If you’ve ever worked a minimum wage job, you can probably relate to the pressure of constantly having to be busy and productive, in spite of, well, earning very little per hour. This unfortunate dynamic is also true for many roles that are technically higher than minimum wage but are still dramatically underpaid, including many essential workers. While industries, of course, vary, a number of higher-paid jobs tend to provide employees with autonomy over their commitments, managing their own workloads, and even taking time off through longer lunch periods or flexed schedules. If you’re stocking shelves or serving food, however, you’re probably not even getting paid during your lunch break. It’s no surprise, then, that burnout is so real.
Why is this dichotomy relevant to keep in mind right now? Thanks to a January 2021 working study, as first covered by NPR, we’re reminded that poverty really does affect workers’ productivity—and, as might be obvious but is finally being proven in real life, that giving low-income folks money actually helps workers be more productive, which in turn benefits employers. Let’s look into the details of the study below.
Here’s how the study worked. About 400 factory employees in Odisha, India, worked making disposable plates, in addition to other seasonal and gig jobs. In this experiment, a randomly selected group of workers received a large chunk of their pay early in their work schedule, as opposed to receiving all of it at the end. From there, study researchers tracked how workers performed at the factory, with the comparison being between who got paid early and who didn’t.
They noticed a few key differences. First, workers who received monetary compensation earlier made just over 6% more plates per hour. Second, these plates were also less likely to have errors, which researchers understand as employees being more attentive while working.
In short: When you have money, you can pay off your debts, bills, and necessities. This frees up mental space and gives you room for… just about anything else, including actually doing your job correctly and efficiently. According to these findings, giving people more money helps workers and helps employers.

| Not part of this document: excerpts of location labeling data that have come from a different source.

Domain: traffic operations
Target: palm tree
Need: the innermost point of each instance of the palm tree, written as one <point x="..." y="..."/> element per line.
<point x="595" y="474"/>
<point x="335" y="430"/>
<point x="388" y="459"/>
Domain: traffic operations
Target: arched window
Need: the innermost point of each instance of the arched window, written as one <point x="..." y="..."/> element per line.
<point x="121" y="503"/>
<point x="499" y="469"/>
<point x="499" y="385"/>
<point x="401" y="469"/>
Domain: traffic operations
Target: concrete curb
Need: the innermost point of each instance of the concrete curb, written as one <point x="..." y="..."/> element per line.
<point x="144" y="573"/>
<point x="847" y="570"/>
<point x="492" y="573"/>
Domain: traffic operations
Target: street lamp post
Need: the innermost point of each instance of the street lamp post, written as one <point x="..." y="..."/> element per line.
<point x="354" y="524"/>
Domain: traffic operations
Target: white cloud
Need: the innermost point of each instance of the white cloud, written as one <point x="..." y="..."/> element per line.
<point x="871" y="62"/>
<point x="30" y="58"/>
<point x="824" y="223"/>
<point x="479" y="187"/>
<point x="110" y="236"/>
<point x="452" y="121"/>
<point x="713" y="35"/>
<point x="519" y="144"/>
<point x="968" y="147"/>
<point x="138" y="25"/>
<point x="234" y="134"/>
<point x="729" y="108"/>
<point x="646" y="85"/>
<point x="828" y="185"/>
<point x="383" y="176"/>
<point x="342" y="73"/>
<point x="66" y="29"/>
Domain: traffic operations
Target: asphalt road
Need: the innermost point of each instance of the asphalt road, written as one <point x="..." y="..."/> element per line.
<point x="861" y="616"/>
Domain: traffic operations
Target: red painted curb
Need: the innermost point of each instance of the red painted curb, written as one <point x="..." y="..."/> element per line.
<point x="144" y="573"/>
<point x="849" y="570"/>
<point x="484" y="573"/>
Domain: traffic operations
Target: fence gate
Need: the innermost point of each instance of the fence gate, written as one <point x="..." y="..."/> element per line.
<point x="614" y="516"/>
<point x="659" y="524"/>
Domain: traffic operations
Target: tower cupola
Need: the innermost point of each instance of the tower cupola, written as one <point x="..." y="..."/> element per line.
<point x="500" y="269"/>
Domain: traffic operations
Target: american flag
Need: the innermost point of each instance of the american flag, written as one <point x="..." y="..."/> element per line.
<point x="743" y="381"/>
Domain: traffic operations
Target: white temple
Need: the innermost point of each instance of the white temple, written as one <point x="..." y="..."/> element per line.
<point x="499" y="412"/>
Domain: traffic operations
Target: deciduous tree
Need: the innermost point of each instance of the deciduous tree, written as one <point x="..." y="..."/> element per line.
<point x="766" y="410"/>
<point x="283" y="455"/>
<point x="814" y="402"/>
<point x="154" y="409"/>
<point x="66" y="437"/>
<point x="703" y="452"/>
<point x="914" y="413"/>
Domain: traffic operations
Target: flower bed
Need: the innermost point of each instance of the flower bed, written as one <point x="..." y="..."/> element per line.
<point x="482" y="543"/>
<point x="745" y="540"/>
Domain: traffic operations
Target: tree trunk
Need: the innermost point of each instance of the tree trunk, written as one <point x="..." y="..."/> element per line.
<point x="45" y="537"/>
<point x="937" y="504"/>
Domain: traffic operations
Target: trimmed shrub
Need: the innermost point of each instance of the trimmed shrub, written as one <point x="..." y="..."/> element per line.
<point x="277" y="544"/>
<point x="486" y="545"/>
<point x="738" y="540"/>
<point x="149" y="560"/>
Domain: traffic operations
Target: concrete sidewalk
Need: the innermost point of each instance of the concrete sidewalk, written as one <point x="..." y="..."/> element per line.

In the big picture, these findings make sense. From the beginning, low-wage workers are worked to the bone. Some low-income workers do not receive health insurance or other benefits, like paid vacation time, because they are conveniently (for the company’s sake) kept as part-time employees. Some employees, like restaurant servers, don’t even make the minimum wage, and instead, rely on tips to make ends meet. Some low-wage workers are forced to juggle multiple jobs. What is all of this? Stressful. What can reduce stress? Having more money—and more peace of mind.
Poverty is exhausting. As we know in general, stress can negatively impact concentration, mood, focus, and anxiety. We also know there are links between being low-income and the likelihood of living with depression and anxiety. It’s no surprise, then, that when people have more money they feel relief in having more control and autonomy, and thus have more focus and more productivity on the tasks at hand. Raising the minimum wage, or even working on bigger picture changes, like universal basic income programs, could make an enormous impact on low-income workers’ mental health. And if there’s something we all deserve, it’s peace of mind.